Customize It Instructions

  • If using filets mignon or sirloin steaks, pat dry. Cook until steak reaches desired doneness, or 4-6 minutes per side for medium/medium-well. Rest, 3 minutes. Steak thickness can vary; if you receive a thinner steak, we recommend checking for doneness sooner.

  1. 1

    Prepare Ingredients and Make Topping

    Cut cauliflower into bite-sized pieces.

    Crush almonds in shipping bag. In a mixing bowl, combine almonds, 1 tsp. olive oil, and a pinch of salt and pepper. Set aside.

    Mince chives.

    Halve garlic. Place garlic halves and 1 tsp. olive oil on a piece of foil and form a foil pouch around garlic.

    Pat chicken dry and season both sides with 1/4 tsp. salt and a pinch of pepper.

  2. 2

    Start the Mashed Cauliflower

    Bring a medium pot with cauliflower covered by water to a boil.

    Once boiling, cover and cook until fork-tender, 12-15 minutes.

    Remove from burner. Drain cauliflower in a colander. We recommend shaking the colander several times to remove as much excess water as possible.

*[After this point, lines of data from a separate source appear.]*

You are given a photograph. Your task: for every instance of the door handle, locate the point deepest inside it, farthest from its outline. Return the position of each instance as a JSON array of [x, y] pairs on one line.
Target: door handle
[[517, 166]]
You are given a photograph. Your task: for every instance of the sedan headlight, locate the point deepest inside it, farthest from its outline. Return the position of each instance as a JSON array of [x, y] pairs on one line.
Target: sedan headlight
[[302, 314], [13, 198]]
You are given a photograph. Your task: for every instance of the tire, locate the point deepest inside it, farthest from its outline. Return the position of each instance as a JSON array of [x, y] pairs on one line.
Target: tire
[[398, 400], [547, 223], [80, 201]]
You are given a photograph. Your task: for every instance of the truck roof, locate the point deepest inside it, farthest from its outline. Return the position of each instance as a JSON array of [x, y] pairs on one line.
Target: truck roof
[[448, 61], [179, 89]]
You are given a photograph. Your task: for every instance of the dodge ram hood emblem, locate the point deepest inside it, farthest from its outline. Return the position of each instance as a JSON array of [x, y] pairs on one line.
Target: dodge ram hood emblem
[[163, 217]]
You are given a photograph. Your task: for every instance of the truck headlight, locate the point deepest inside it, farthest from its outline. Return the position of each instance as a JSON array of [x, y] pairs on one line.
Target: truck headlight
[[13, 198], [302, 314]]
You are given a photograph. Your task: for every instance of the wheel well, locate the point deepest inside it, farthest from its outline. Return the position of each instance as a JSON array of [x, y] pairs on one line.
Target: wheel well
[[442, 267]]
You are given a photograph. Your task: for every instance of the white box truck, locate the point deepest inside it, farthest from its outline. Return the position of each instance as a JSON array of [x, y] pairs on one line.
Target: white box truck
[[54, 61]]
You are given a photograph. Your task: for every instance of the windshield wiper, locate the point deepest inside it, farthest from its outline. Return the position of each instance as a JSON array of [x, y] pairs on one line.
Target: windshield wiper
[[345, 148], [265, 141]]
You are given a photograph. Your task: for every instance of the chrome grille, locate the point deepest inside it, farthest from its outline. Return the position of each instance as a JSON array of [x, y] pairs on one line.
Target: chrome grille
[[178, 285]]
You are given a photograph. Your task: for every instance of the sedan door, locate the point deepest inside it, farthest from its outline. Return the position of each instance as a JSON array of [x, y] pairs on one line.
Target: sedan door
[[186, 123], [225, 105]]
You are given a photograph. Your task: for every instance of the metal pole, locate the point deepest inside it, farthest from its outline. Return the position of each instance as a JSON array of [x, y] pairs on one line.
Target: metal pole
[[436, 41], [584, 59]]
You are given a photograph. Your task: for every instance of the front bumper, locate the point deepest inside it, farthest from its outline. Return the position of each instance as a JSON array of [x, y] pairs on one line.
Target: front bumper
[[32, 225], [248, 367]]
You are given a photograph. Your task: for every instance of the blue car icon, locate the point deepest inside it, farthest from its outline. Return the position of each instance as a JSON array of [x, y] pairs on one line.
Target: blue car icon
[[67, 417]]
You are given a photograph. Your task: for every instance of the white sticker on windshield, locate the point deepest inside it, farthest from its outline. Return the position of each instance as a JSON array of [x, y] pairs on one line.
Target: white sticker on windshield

    Return drained cauliflower to pot.

    While cauliflower cooks, continue recipe.

  3. 3

    Roast the Chicken and Garlic

    Place chicken on prepared baking sheet and top with an even layer of mayonnaise, then almond mixture, pressing gently to adhere.

    Place foil pouch with garlic on an empty space on baking sheet.

    Roast in hot oven until garlic has softened and chicken reaches a minimum internal temperature of 165 degrees, 15-20 minutes.

    While chicken and garlic roast, continue recipe.

  4. 4

    Make the Asiago Fondue

    Place a medium non-stick pan over medium heat. Add half the cream cheese (reserve remaining for cauliflower), 1/4 cup water, and a pinch of pepper to hot pan. Bring to a simmer.

    Once simmering, stir in Asiago until combined and smooth, 1-2 minutes.

    Remove from burner.

  5. 5

    Finish Mashed Cauliflower and Finish Dish

    Carefully remove roasted garlic from foil pouch.

    Add garlic, butter, half the chives (reserve remaining for garnish), a pinch of salt, and remaining cream cheese to pot with cauliflower. Mash until butter is melted and garlic and cauliflower are smooth.

    Plate dish as pictured on front of card, topping chicken with Asiago fondue and garnishing mashed cauliflower with remaining chives. Bon appétit!